菰野町では「スマホ講習会」を開講するなど、デジタル機器に不慣れな方への支援を進めています。令和7年1月14日~17日の期間で計4回開催した「スマホ講習会」は、総務省のデジタル活用支援推進事業として実施し、総務省の認定を受けた事業者が講師を務めました。インターネットへの接続方法からアプリのインストール方法などスマートフォンの基本的な使い方からはじまり、マイナンバーカードを活用して行政手続きを行う応用部分までを参加者は学びました。「アプリやソフトは機能のこと」「アカウントとは会員証、IDとは会員番号、パスワードは鍵」といった高齢者がつまづきやすい用語もわかりやすく言い替えるなどして、「普段は電話機能しか使わない」「特定のホームページにしかアクセスできない」という参加者に丁寧に説明を行いました。講師への質問を重ねて徐々に理解を進めることで、講習会終了後には、自身のスマートフォンにアプリをインストールしたり、検索機能を使いこなせるまでになっていました。

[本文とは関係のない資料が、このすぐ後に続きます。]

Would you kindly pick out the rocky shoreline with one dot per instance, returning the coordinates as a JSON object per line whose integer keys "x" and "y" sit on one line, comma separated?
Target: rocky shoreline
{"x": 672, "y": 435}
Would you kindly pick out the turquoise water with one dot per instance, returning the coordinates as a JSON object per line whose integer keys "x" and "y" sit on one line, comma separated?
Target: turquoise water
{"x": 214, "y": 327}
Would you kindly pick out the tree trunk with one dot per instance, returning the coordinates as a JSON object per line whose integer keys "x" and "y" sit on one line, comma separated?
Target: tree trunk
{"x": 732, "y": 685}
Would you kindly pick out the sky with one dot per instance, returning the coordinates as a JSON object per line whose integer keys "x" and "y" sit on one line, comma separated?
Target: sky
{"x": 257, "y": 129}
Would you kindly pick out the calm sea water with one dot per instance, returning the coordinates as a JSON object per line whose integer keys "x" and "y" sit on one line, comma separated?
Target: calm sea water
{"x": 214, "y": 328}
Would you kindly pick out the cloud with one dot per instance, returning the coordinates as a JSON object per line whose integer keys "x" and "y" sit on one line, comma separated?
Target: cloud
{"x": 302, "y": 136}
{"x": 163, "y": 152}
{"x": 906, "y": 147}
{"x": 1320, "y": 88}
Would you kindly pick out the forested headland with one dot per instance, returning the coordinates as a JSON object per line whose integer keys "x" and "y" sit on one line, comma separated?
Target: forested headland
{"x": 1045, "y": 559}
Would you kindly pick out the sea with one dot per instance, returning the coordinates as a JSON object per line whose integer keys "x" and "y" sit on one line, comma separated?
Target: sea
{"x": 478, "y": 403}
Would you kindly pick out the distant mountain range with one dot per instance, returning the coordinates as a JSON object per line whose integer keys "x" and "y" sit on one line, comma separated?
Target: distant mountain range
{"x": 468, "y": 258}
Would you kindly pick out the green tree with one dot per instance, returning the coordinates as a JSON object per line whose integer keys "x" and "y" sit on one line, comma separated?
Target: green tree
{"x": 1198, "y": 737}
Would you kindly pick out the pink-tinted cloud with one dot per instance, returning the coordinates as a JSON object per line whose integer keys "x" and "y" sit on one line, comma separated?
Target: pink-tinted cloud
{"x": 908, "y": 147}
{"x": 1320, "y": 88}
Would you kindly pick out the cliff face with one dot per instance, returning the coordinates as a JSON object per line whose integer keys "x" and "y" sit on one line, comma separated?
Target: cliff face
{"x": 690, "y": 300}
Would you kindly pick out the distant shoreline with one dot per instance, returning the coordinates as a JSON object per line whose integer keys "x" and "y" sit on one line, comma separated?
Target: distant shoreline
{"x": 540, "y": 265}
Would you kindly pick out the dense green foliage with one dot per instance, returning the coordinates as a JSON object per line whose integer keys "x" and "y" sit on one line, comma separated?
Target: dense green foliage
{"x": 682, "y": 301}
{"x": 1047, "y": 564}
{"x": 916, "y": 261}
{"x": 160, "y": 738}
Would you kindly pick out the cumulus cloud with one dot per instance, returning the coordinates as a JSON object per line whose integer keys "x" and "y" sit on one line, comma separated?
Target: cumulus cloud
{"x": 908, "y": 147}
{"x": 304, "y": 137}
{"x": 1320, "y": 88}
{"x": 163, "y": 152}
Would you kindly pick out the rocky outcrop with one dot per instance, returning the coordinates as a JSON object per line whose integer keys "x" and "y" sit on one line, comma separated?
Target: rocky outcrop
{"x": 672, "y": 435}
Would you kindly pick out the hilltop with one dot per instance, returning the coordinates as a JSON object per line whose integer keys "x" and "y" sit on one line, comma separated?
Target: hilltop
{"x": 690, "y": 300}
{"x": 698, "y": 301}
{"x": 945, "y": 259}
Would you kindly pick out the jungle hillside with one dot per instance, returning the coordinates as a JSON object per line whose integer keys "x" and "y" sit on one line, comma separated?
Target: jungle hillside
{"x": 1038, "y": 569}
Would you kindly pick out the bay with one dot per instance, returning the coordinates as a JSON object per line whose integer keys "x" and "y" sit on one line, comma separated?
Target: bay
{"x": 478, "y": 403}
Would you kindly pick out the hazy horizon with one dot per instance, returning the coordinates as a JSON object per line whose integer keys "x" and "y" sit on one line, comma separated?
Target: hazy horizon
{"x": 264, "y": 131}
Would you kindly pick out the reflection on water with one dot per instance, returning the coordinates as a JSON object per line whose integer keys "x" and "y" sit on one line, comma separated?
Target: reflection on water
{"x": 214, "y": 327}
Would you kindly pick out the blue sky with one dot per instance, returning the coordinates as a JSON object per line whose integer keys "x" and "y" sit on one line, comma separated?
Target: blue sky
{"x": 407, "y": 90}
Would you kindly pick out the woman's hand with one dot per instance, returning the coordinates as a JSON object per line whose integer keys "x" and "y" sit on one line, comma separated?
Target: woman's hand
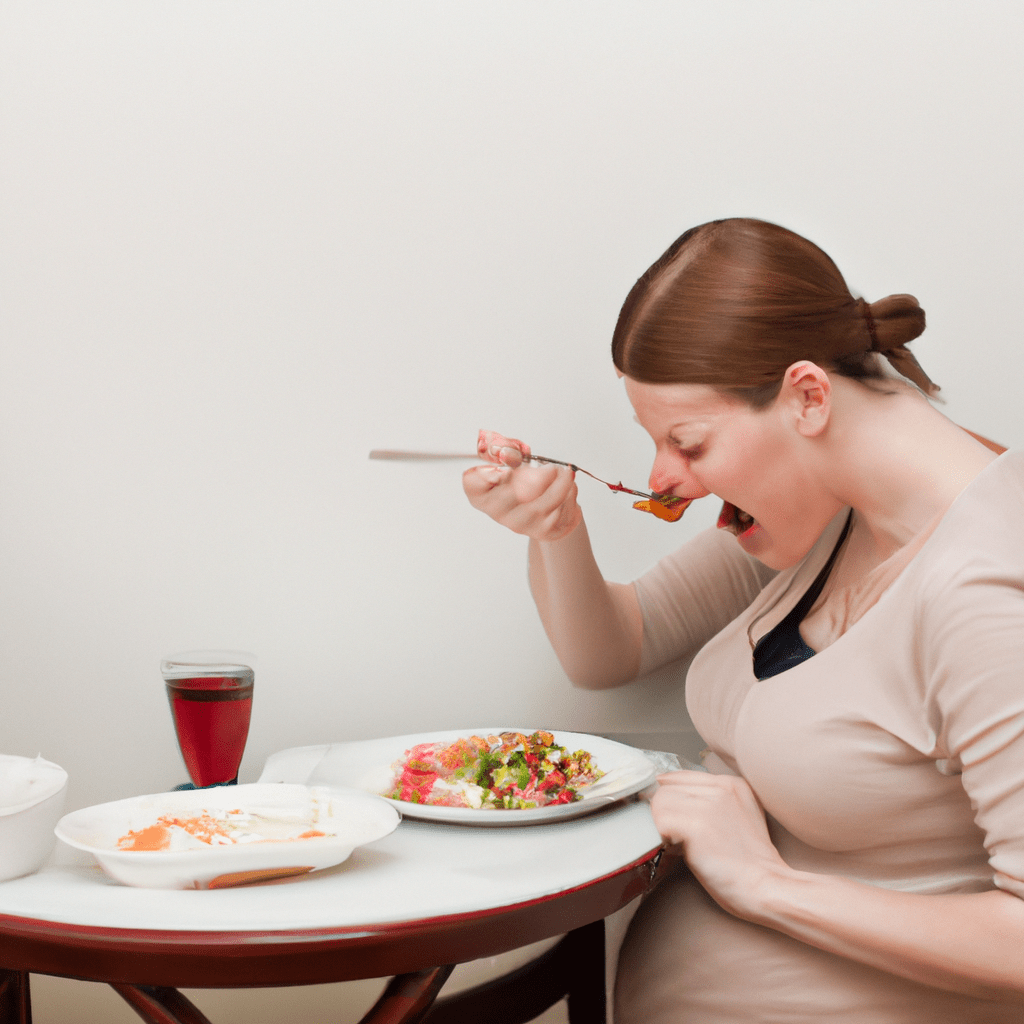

スマートフォンを持っているけど使い方に不安のある高齢者の皆さんも難しいからと毛嫌いせずに、メリットを理解し、このような講座などを利用して少しでも活用するきっかけを作ってもらえればと思います。

▽年齢階層別インターネット利用率

《STOPデジタル・ディバイド》HELP1
デジタル・ディバイドとは、「インターネットやパソコン等の情報通信技術を利用できる者と利用できない者との間に生じる格差」のことです。特にインターネットに慣れ親しんでいない高齢者がインターネット上の情報を入手できず、受けられるサービスに差が生じる問題があります。さらにデジタル・ディバイドを拡大させないよう総務省では、デジタル活用支援講習会の開催支援や教材の提供などのサービスを進めています。